L’undicesimo pezzo è un “Osanna” cantato da una voce giovane, anche questa ideale da rubarsi per una hollywoodiana colonna sonora da film di redenzione. Peccato che qui la redenzione sia solo una questione personale, ben lontana dall’essere condivisa dal pugno di ferro mississippiano. Anima e corpo che devono scindersi in due vite differenti. Dolore e condanna, purezza e libertà.
“Locked Down, Mama Prays for Me” è foderata da schiocchi di dita e una voce che intesse un rap freestyle sulla vergogna che prova per aver causato dolore agli altri con le sue azioni. Ricorda i lavori di Gil Scott-Heron. Robinson, 33 anni e A. Warren, 28 anni. Rabbia e rassegnazione che si intrecciano una con l’altra, musica di dio e musica del diavolo che scorrono assieme annodandosi in un brano altamente emblematico.

La terzultima canzone, “It’s in My Heart”, vede nuovamente protagonista il cinquantaduenne M. Kyles con la sua voce pura, calda come il sole del Sud. Dolore e gioia, ancora una volta, si mescolano, cercando disperatamente una via di scissione. Il trentenne D. Thomas con “I’m Still Here” porta il gospel verso la modernità. Voce e schiocco di dita, semplicità estrema che regala eleganza e trasparenza al pezzo. Un titolo, anche questo, decisamente significativo.

Torna, infine, per la terza e ultima volta il Parchman Prison Choir, qui assieme a C.S. Deloch e a M. Palmer per chiudere questo prezioso disco-testimonianza con 7 minuti di pura tradizione: “Lay My Burden Down” è la canzone redentoria per eccellenza. Il canto qui si fa finalmente collettivo, gioioso, liberatorio. Non siamo più all’interno di Parchman Farm, ma in una vera chiesa evangelica. Applausi, cori, improvvisazione melodica e ritmo serrato per stabilire una connessione forte tra l’anima e una nuova vita che l’attende pochi passi più in là. Sparisce finalmente l’individuo rassegnato: c’è il profumo della libertà, della festa e della convivialità di una comunità.
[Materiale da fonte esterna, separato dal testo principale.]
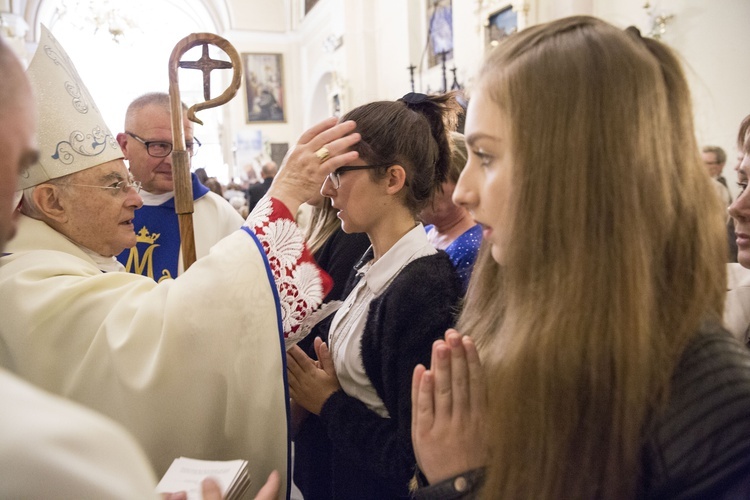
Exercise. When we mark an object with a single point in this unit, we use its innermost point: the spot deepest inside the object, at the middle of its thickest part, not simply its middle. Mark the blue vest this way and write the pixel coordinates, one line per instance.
(157, 250)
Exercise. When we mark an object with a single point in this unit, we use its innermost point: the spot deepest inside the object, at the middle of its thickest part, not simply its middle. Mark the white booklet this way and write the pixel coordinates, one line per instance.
(186, 474)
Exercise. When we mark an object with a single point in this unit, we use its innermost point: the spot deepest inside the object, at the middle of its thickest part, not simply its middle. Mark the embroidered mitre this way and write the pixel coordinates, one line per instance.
(72, 135)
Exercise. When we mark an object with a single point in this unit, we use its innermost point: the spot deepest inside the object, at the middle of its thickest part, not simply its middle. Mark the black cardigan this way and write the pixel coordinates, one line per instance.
(373, 456)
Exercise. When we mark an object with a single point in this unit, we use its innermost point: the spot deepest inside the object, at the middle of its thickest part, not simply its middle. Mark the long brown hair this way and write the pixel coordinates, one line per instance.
(615, 257)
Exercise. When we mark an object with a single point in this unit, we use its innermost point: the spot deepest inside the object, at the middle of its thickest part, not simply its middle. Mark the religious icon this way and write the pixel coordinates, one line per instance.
(264, 85)
(440, 31)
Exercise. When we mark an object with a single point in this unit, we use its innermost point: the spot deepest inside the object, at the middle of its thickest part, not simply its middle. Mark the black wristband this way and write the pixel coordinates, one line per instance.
(464, 485)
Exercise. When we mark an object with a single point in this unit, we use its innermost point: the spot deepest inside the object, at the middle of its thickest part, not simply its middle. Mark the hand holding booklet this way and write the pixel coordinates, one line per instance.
(186, 474)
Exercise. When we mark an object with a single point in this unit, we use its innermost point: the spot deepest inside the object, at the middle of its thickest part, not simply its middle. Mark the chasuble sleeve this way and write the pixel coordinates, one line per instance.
(301, 285)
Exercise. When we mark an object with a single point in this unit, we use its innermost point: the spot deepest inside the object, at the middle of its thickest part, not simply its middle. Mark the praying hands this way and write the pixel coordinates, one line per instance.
(449, 407)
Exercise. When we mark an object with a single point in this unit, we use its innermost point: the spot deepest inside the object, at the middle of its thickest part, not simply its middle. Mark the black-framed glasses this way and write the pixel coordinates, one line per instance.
(162, 149)
(121, 187)
(335, 176)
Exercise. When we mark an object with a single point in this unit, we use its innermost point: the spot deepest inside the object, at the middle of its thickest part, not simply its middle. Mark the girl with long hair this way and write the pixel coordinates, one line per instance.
(596, 305)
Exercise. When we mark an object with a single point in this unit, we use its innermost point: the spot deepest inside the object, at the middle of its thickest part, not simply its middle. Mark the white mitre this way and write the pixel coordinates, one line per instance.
(72, 135)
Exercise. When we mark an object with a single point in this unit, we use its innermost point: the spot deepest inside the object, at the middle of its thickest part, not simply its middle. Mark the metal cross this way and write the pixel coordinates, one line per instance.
(206, 64)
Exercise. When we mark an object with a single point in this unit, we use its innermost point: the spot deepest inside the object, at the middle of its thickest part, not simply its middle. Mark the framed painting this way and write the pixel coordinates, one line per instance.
(500, 25)
(264, 87)
(440, 31)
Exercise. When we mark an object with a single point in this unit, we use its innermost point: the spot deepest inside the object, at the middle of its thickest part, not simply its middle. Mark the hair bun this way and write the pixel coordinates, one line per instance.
(414, 98)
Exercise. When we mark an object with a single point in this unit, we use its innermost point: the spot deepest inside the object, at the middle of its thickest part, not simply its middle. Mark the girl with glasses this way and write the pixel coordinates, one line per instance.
(402, 296)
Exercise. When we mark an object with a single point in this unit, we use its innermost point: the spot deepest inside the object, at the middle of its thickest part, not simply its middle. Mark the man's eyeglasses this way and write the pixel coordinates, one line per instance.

Dal 2010 uno dei marker del Mississippi Blues Trail Marker è stato apposto anche nei pressi di Parchman, rievocando l’importanza musicale di alcuni degli artisti che ci sono stati da Son House e Booker T. Washington “Bukka” White, perfino il padre di Elvis, Vernon Presley fino ad esempio, a Terry Big T Williams o ancora a David Kimbrough Malone figlio del compianto Junior Kimbrough. Difficile dire se in futuro sentiremo ancora parlare di qualcuno di questi detenuti. Di sicuro alcuni degli standard gospel hanno trovato un nuovo abito, molto più scarno, cupo, sornione. Gospel che si sono patinati di false speranze e di illusioni, ma qualcuno anche di redenzione definitiva, di umanità disarmante, di libertà mentale finalmente raggiunta: “Devi uscire di prigione mentre sei ancora in prigione”.